One quick and dirty fix to protect eBGP from iBGP, but not from other eBGP would be to run all your eBGP as 'passive' and run your route reflectors as 'passive'. Then your PE would open connection to RR and your customers would open connection to your PE, this is already classified to different terms in ddos-protection filter:

HCFPC2(le_ruuter vty)# show filter Index Semantic Name -------- ---------- ------ 46137345 Classic HOSTBOUND_IPv4_FILTER HCFPC2(le_ruuter vty)# show filter index 46137345 program term HOSTBOUND_BGP_TERM1 term priority 0 payload-protocol 6 destination-port 179 then accept queue 0 policer template __ddos_BGP_aggregate_policer__ policer __ddos_BGP_aggregate_policer__-HOSTBOUND_BGP_TERM1 app_type 23 bandwidth-limit 34359738360 bits/sec burst-size-limit 16777215 bytes discard count __ddos_BGP_aggregate_pass__ ddos proto 5120 term HOSTBOUND_BGP_TERM2 term priority 0 payload-protocol 6 source-port 179 then accept queue 0 policer template __ddos_BGP_aggregate_policer__ policer __ddos_BGP_aggregate_policer__-HOSTBOUND_BGP_TERM2 app_type 23 bandwidth-limit 34359738360 bits/sec burst-size-limit 16777215 bytes discard count __ddos_BGP_aggregate_pass__ ddos proto 5120

Now only change needed, would be to put these under different BGP policer, then your customers would be policed separately to your iBGP and attack wouldn't bring core down.

Dimensioning

It's really strange how Juniper has dimensioned their boxes. MX80 goes down on 4Mbps/10kpps flood, while RE CPU (PQ3, 8572) and LC CPU (PQ3, 8544) both are 90% idle during the event, while all ISIS, LDP, BGP remain down until attack stops.

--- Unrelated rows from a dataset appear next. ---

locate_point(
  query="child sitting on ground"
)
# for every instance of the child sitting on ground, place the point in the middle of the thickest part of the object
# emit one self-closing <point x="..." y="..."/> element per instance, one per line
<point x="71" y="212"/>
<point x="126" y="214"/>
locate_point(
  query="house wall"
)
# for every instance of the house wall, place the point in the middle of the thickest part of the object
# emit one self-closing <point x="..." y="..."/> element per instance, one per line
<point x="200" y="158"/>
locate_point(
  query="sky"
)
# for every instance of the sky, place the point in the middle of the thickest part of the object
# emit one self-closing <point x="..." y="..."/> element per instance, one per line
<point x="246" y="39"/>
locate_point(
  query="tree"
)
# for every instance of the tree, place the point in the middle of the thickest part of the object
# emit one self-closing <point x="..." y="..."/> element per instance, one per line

MX960 RP CPU (4xXEON) MPC2 LC CPU (PQ3, 8548) isn't faring significantly better than MX80, if attack and protected service are in same MPC, it cannot handle anywhere near stock ddos-protection 20kpps, but will bring core BGP down. Maybe MX960 can do 15kpps.

T4k RP CPU (2xXEON) FPC5 LC CPU (QorIQ P2020) can actually handle stock ddos-protection 20kpps rate, but not 30kpps, so if you can push two protocols to ddos-protection, it's still going to be down.

There clearly is some per linecard non-configurable policer which limits JunOS control-plane performance to much slower rate than what it realistically can handle, this is as stupid as 'mls rate-limit unicast cef receive' on 7600, essentially you're underclocking your control-plane, making it die under lower than max load. However, if we could control traffic in pps level, it wouldn't matter 5kpps is plenty for BGP convergence. But as we must limit in bps and prepare for worst-case scenario, policer values need to be ridiculously small. Maybe you allow from customer BGP, VRRP, DHCP, PIM, BFD. Now if you want that VRRP flood will only kill VRRP not other service, you need separate policer for each, but on aggregate they can't be over 4Mbps, so you're left with 800kbps per protocol, if you share equally, of course BGP is only capacity hungry protocol.

Solution

It's confusing why control plane protection is even user configurable feature, as it can be strictly restricted and pps limited per session dynamically as services are turned on, this is perfectly doable in Trio hardware, no user input needed.

And at very least you should be able to do L2 filters on L3 interfaces, so you could drop everything except IPv4, IPv6, ARP ethertypes and remove most hard to protect attack vectors.

If you need something useful today, put core and edge in different MPC and use ddos-protection feature so that edge cannot congest core. For single linecard system like MX80 there unfortunately isn't any really practical way today.